The next day the Lord Mayor, though labouring292 under the gout, attended the House. He was escorted by a thin concourse of people, though thousands of hand-bills had been dispersed to invite a mob. He told the House that he had little to say; that he had done his duty according to his oath, and did avow the charge. For himself, this was all he had to say; for the City, he demanded to be heard by counsel. 마사지알바 The Charters of the City he desired might be read, which was complied with. After an hour and a half he grew so ill that he asked leave to retire, which was granted, and the matter was adjourned till the following Friday. Dunning moved to grant the City counsel, which Thurlow opposed; but it being observed that the whole affair was adjourned, it was then dropped.

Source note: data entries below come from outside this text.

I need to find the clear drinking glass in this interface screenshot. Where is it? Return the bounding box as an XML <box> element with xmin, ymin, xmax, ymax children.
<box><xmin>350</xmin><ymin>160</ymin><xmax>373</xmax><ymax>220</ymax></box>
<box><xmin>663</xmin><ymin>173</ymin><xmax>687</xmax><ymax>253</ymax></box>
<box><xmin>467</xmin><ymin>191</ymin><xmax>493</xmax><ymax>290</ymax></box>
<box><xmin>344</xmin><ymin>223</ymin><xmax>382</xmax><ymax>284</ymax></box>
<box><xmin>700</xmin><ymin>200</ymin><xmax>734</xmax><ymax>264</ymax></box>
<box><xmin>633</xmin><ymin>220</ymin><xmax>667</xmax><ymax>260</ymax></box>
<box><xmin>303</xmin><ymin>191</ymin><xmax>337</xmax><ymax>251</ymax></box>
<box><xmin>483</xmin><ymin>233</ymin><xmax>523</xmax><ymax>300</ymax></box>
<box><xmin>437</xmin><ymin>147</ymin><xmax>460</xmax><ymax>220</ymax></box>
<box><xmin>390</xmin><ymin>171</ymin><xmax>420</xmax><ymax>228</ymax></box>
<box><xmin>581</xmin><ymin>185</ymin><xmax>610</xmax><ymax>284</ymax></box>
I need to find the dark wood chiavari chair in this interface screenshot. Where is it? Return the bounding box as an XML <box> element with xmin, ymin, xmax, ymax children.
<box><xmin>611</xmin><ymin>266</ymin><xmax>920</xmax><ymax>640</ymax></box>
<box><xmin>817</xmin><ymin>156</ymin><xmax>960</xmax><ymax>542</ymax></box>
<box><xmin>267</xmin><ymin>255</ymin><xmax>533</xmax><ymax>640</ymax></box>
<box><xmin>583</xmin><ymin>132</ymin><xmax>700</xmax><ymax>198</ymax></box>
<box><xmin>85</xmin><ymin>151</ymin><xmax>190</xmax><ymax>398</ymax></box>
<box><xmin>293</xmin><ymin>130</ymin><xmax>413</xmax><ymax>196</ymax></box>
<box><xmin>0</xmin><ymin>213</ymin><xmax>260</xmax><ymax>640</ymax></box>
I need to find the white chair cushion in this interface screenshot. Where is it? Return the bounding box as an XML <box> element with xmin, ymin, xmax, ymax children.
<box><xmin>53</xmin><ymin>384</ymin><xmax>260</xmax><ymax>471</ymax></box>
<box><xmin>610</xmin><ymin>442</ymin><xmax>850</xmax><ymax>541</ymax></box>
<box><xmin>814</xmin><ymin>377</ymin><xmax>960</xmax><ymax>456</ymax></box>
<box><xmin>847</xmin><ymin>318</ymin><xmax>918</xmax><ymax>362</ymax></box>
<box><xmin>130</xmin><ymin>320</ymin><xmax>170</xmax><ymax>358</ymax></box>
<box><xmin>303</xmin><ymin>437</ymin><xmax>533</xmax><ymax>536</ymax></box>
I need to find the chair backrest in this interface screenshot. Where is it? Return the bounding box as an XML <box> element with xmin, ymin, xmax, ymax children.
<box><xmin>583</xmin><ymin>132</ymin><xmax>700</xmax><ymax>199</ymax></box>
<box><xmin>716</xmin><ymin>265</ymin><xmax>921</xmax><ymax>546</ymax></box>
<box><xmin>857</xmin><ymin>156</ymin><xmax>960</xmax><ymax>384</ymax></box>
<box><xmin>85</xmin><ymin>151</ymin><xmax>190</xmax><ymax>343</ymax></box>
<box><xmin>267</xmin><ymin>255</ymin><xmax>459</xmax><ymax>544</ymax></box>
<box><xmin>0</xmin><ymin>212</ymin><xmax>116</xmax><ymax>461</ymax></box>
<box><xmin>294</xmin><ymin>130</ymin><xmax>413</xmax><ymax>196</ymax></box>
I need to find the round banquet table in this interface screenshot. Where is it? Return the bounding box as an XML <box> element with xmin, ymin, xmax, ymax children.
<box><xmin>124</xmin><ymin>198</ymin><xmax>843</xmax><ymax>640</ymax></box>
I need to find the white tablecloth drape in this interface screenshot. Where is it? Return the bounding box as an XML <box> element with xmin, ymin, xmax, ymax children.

Lord North moved to send for the City’s book, that they might expunge the messenger’s recognizance and discharge, which was opposed, but ordered. An incident, more memorable, perhaps, than the business itself, from the secret it brought to light, or rather authenticated, followed next. Charles Fox, with his usual intemperance, moved to examine Alderman Oliver the next day, whom he should consider, he said, in a public light, as an assassin of the constitution. Colonel Barré (for Oliver had retired with the Lord Mayor) said, it became no man to call another assassin, who assassinated that person behind his back. Fox, with the293 same violence replied, When he was a boy at school, he remembered nothing so well as the clamour against Barré for assassinating Mr. Pitt behind his back.166 To that attack Barré returned this thundering sentence: “If the gentleman would go home, he might learn the name of the person who set me upon that assassination, which I now so much abhor,” and of which Lord  Holland167 had always been suspected, and was now proved to be the instigator. Nor was this the whole that came out; for Barré now told several persons that Lord Chatham had, on their reconciliation, acquainted him, that on the very day of Barré’s second attack on him, Lord Holland had hurried out of the House after him, and had said, he hoped he did not think that he (Lord Holland) had any hand in encouraging the outrage, in which he vowed he was not concerned.